Consider British Columbia. This is a textbook example of how a jurisdiction endowed with abundant mineral resources can become unattractive for investment due to poor policies. Based on pure mineral potential, B.C. ranks 10th out of 77 mining jurisdictions. On mining policy, however, B.C. ranks 41st. When taking into account both mineral potential and policies, B.C. ranks 17th.

Given B.C.’s poor performance in the survey, the province would benefit from resolving its ongoing policy issues. For instance, 78 per cent of survey respondents cited disputed land claims as deterrents to investment in B.C. and 75 per cent cited “protected areas.”

Similarly, Ontario, which was the 7th most attractive jurisdiction for mining investment in 2017, this year ranked 20th. On policy factors alone, the province went from ranking 20th in 2017 to 31st in 2020. Like in B.C., investors view Ontario’s ongoing issues with disputed land claims and protected areas as major policy factors hindering the province’s mining competitiveness.

This trend continues with Quebec, which ranked in the top 10 most attractive jurisdictions worldwide this year. However, the province’s strong performance is largely driven by improved investor perceptions of the province’s mineral potential. When considering government policy factors alone, Quebec ranks 17th, suggesting room for improvement, with investors noting Quebec’s uncertain regulatory regime, disputed land claims and protected areas.

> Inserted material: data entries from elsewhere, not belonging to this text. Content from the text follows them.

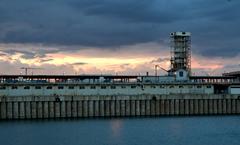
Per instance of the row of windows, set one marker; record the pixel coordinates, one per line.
(94, 87)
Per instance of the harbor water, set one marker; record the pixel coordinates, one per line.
(195, 130)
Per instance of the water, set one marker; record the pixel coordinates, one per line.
(219, 130)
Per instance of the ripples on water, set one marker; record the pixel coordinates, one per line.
(211, 130)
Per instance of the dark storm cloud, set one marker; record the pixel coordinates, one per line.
(113, 23)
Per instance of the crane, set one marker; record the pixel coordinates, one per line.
(158, 66)
(28, 68)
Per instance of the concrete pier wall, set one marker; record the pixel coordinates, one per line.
(32, 107)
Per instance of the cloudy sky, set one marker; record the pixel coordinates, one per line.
(116, 36)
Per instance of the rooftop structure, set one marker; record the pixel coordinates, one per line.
(180, 51)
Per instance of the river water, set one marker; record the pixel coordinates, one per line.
(201, 130)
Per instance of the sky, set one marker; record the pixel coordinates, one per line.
(116, 36)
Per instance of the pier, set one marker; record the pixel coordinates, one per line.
(42, 107)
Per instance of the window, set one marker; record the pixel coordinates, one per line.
(49, 87)
(133, 87)
(92, 87)
(153, 87)
(2, 88)
(209, 86)
(26, 87)
(37, 87)
(181, 73)
(71, 87)
(103, 87)
(14, 87)
(123, 87)
(162, 87)
(81, 87)
(113, 87)
(60, 87)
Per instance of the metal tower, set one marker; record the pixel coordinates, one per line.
(180, 51)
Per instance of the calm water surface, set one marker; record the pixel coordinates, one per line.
(220, 130)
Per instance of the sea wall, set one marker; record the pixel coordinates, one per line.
(40, 107)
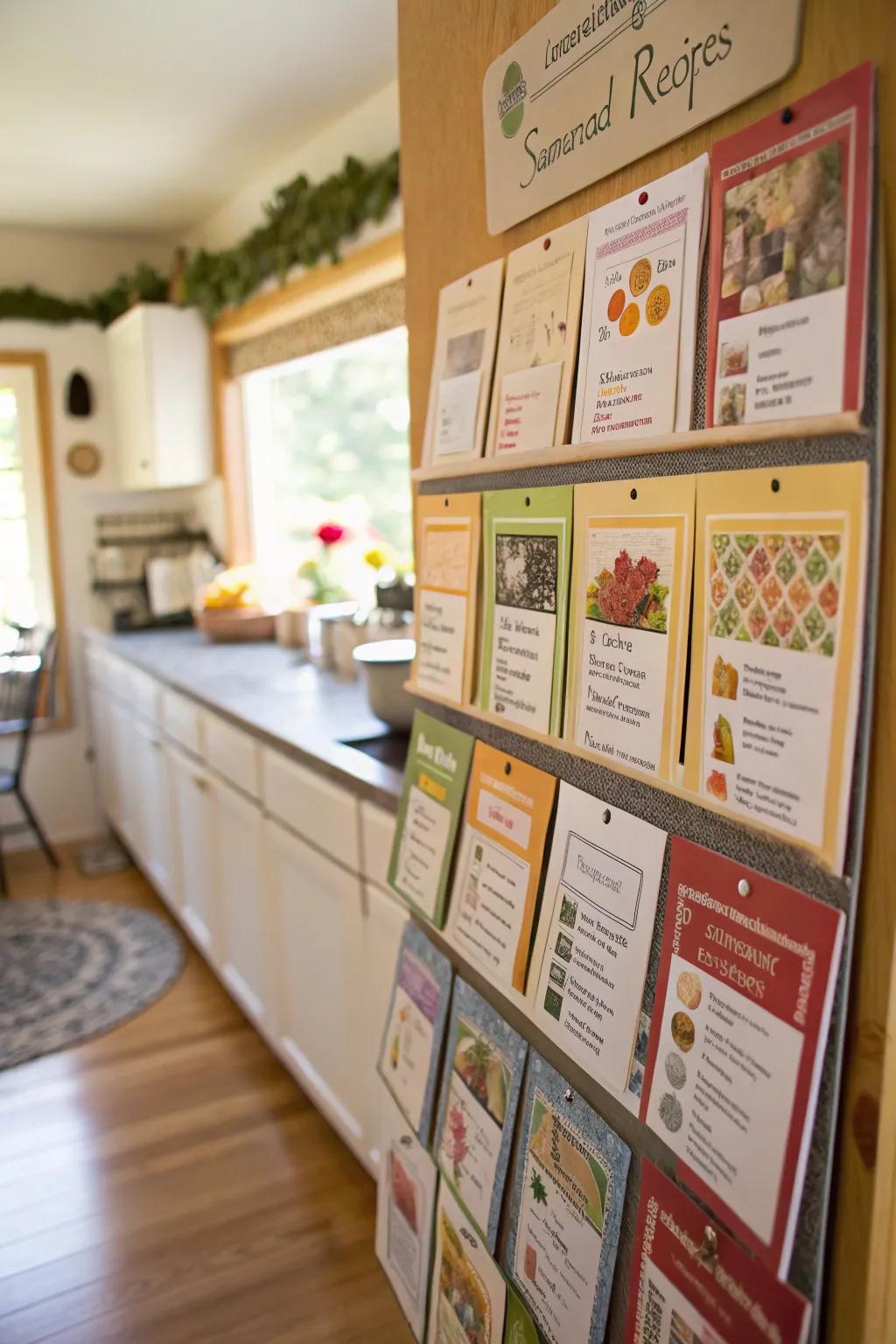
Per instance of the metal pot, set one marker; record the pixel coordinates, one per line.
(387, 666)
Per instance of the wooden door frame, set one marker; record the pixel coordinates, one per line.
(39, 365)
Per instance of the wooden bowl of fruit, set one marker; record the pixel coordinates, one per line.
(230, 611)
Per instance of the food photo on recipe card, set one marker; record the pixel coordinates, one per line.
(777, 647)
(414, 1030)
(404, 1213)
(642, 275)
(692, 1284)
(569, 1191)
(526, 594)
(594, 934)
(788, 258)
(481, 1083)
(745, 990)
(468, 1294)
(632, 570)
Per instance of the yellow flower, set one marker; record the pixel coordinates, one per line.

Indeed, uncertainty around disputed land claims and protected areas are among the top two greatest deterrents to investment in every Canadian province included in the survey. If mining investors are uncertain whether they can access land for exploration and production, they’ll be hesitant to invest.

Clearly, governments can’t solely rely on their jurisdiction’s mineral potential to attract investment. In reality, policy uncertainty matters to investors and if provincial governments hope to attract the investment required to develop these resources, mitigating these risks should be their top priority.

Jairo Yunis and Elmira Aliakbari are analysts at the Fraser Institute.